Marcus clears his throat. "Will freezing them hurt our chances?"
"Not at all," Dr. Lopez assures us. "In fact, frozen embryo transfers often have better success rates. Your body will have time to heal completely." She pauses, then adds something that hits me like a revelation. "Consider yourselves fortunate you're not in Alabama. There, your embryos would be considered legal children from the moment of fertilization. Any decision about their fate would carry potential criminal liability."
The reminder stops me cold. Even in my hospital bed, even dealing with OHSS complications, we have choices Alabama would have stripped away. The cyborg comes with citizenship rights here.
"Ten of your eggs fertilized successfully," Dr. Lopez continues. "They're developing well. In a few days, we should discuss genetic testing. It's optional, but it could give us important insights about which embryos have the best chance."

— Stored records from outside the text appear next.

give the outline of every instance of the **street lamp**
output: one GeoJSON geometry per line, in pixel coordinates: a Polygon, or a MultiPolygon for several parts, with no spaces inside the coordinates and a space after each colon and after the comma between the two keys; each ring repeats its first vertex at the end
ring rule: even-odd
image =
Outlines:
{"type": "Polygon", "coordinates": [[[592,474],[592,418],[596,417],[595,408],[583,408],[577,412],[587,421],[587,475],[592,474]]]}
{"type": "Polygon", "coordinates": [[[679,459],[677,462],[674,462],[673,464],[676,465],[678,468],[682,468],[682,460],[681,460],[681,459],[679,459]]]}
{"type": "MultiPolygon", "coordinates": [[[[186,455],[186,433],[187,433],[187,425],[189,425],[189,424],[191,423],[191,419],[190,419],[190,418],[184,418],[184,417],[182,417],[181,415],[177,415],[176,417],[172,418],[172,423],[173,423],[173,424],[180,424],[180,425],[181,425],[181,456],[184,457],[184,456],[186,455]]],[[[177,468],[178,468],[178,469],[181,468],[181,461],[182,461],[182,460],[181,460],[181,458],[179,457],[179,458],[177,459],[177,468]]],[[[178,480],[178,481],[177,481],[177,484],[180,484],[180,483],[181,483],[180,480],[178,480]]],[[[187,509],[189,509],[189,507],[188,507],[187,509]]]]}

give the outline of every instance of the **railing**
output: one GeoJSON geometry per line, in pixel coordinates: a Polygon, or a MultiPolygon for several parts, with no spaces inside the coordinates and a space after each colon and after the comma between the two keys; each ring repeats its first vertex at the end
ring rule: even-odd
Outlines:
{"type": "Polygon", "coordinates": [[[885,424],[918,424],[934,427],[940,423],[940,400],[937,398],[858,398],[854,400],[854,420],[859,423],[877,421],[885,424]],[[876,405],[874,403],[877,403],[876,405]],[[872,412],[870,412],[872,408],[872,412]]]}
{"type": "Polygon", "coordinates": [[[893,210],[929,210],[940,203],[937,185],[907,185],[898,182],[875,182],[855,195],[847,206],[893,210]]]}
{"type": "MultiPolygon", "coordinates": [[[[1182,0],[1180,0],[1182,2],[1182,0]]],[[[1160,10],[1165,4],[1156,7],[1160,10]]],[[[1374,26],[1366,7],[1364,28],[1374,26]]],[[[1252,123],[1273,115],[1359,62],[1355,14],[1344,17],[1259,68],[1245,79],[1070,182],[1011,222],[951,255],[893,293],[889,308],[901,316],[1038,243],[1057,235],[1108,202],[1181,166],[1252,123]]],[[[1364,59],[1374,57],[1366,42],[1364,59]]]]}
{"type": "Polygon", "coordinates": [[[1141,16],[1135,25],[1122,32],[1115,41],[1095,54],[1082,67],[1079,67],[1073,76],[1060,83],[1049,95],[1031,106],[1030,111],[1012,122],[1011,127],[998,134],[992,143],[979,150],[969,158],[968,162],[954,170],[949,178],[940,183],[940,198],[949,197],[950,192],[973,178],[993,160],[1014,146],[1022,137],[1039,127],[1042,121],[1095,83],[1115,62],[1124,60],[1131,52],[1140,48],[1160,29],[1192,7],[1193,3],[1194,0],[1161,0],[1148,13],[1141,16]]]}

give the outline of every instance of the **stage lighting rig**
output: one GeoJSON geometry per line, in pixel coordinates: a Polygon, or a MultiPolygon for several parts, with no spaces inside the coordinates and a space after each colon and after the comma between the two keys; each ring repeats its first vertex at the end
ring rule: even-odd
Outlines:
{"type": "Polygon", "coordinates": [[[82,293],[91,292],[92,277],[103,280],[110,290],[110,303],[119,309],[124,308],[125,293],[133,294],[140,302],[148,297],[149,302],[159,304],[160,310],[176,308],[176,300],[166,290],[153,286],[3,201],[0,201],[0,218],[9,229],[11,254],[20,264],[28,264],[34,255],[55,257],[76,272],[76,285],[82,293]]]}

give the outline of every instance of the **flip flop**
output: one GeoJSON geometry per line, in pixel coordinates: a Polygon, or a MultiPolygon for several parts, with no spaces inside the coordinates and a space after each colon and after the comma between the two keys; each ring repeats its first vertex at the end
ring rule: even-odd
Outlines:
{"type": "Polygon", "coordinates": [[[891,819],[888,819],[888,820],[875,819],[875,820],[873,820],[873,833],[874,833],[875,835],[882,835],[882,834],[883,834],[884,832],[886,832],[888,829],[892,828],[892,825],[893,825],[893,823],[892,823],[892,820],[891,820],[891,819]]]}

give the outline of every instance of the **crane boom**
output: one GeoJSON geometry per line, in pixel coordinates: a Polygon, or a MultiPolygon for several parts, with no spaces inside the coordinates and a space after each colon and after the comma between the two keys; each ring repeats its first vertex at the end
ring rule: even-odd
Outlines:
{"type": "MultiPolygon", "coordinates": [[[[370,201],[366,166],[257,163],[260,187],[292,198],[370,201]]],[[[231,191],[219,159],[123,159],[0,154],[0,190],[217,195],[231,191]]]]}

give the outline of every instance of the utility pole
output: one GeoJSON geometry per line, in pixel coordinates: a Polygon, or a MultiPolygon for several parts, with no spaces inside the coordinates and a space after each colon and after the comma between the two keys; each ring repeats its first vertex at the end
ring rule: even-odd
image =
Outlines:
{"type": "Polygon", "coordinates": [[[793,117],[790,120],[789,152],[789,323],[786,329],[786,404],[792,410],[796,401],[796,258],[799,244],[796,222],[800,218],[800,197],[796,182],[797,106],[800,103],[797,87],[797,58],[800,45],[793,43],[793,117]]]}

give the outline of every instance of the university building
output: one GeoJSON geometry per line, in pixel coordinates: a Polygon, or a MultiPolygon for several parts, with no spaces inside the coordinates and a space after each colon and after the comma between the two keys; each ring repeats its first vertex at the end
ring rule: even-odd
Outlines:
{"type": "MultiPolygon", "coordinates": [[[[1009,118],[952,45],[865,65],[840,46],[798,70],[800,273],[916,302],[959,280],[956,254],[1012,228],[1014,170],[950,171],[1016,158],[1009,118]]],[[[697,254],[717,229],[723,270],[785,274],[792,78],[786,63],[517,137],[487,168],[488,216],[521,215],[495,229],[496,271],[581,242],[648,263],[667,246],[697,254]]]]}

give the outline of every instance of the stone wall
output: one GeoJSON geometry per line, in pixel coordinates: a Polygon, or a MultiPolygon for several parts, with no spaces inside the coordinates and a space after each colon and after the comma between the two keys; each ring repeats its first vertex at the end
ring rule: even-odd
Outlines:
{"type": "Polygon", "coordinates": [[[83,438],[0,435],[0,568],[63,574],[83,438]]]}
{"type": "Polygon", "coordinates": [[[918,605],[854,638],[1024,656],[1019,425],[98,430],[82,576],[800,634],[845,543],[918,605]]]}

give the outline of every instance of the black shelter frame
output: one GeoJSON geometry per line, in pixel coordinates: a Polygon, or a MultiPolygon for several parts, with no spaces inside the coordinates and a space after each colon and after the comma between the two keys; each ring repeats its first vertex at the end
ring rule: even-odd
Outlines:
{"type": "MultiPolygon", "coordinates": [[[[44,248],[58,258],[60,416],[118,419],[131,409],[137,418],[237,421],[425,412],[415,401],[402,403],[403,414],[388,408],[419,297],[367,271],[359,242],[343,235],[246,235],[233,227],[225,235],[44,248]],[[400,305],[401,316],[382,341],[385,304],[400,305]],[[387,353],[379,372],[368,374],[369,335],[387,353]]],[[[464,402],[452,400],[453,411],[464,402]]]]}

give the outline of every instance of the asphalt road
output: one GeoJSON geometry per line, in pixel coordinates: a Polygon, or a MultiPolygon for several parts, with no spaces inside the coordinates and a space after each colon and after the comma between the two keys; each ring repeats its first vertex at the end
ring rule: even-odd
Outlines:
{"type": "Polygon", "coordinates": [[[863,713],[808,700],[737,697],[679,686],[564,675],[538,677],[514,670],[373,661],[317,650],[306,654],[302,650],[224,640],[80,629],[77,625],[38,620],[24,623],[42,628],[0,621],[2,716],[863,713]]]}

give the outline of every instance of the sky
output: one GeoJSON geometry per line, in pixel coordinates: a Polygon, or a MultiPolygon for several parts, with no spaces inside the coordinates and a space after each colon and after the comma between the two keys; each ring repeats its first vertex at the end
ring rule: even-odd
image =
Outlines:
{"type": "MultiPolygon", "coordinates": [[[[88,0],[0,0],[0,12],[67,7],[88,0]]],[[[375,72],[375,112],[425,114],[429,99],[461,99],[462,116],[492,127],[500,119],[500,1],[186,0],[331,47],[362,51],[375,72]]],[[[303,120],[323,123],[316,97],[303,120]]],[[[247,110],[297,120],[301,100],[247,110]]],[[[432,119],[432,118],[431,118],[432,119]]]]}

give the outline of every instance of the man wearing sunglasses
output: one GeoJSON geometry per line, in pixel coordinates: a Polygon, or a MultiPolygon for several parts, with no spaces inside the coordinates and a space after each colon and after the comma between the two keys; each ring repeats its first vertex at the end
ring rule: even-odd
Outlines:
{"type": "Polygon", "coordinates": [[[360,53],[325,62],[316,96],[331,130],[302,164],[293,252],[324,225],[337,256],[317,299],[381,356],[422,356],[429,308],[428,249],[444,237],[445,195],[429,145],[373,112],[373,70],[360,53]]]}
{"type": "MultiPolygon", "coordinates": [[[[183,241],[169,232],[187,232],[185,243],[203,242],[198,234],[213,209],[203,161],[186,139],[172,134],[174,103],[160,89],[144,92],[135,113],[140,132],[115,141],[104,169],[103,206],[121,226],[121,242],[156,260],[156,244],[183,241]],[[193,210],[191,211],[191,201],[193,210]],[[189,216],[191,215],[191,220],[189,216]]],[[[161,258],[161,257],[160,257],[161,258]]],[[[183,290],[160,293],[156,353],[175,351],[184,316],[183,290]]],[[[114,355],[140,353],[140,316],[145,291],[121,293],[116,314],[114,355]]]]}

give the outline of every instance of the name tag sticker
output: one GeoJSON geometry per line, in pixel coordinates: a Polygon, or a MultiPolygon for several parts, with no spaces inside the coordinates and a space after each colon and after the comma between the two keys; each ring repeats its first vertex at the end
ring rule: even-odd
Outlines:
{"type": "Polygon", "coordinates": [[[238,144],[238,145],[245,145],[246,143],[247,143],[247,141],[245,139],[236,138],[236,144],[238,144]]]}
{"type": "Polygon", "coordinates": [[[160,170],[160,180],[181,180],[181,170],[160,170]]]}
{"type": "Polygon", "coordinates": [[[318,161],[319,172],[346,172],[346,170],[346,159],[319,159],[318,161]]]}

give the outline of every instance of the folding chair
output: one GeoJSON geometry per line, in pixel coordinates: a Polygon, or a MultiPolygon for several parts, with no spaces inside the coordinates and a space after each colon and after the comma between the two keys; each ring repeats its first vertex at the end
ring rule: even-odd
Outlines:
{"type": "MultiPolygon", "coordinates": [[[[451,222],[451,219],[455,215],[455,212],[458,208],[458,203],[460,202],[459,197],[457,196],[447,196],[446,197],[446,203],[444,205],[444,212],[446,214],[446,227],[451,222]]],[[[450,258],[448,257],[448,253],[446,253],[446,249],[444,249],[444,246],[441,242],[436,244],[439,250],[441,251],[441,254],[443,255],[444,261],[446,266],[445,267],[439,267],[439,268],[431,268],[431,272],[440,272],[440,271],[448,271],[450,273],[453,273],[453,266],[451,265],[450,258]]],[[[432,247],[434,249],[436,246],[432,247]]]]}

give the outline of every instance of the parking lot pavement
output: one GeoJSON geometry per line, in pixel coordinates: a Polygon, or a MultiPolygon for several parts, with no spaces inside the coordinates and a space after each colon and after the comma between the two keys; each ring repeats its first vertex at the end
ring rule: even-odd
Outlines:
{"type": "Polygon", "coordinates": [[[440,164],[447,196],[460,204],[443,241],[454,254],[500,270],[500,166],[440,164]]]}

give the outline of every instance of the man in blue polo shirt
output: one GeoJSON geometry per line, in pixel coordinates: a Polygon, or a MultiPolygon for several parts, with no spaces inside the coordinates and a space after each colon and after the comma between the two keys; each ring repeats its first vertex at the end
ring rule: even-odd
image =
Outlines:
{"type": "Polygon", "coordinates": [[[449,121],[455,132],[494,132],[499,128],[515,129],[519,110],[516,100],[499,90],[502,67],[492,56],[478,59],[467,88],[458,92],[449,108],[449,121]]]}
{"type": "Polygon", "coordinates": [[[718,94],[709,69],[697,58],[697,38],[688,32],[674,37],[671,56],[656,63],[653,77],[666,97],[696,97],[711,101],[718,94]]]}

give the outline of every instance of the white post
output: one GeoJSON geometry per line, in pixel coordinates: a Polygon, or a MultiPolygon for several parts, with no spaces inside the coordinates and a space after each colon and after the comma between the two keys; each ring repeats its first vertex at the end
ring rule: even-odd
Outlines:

Genetic testing. Another choice Alabama tried to complicate with legal landmines. Another step deeper into the cyborg future they couldn't imagine.
After she leaves, Marcus and I sit in silence punctuated only by the soft beeping of medical equipment. I can see the question in his eyes before he asks it: What now?
I think about those ten embryos—our maybe-babies, created in a state that protects our right to hope. I think about the road we've traveled from Birmingham to Chicago, from persecution to possibility. From fully human to something more complex.
"What do you think we should do?" he asks softly.
I take a deep breath, closing my eyes against the fluorescent light. "We give them every chance," I whisper. "We do the testing. We rest. We heal. And then we trust the process we came here to access. We finish becoming what we started."
Marcus nods, relief subtle but present. "Whatever happens, we're doing this where it's legal. Where we have choices. That matters."
And maybe, for now, that's enough. The cyborg doesn't need to be perfect. It just needs to be possible.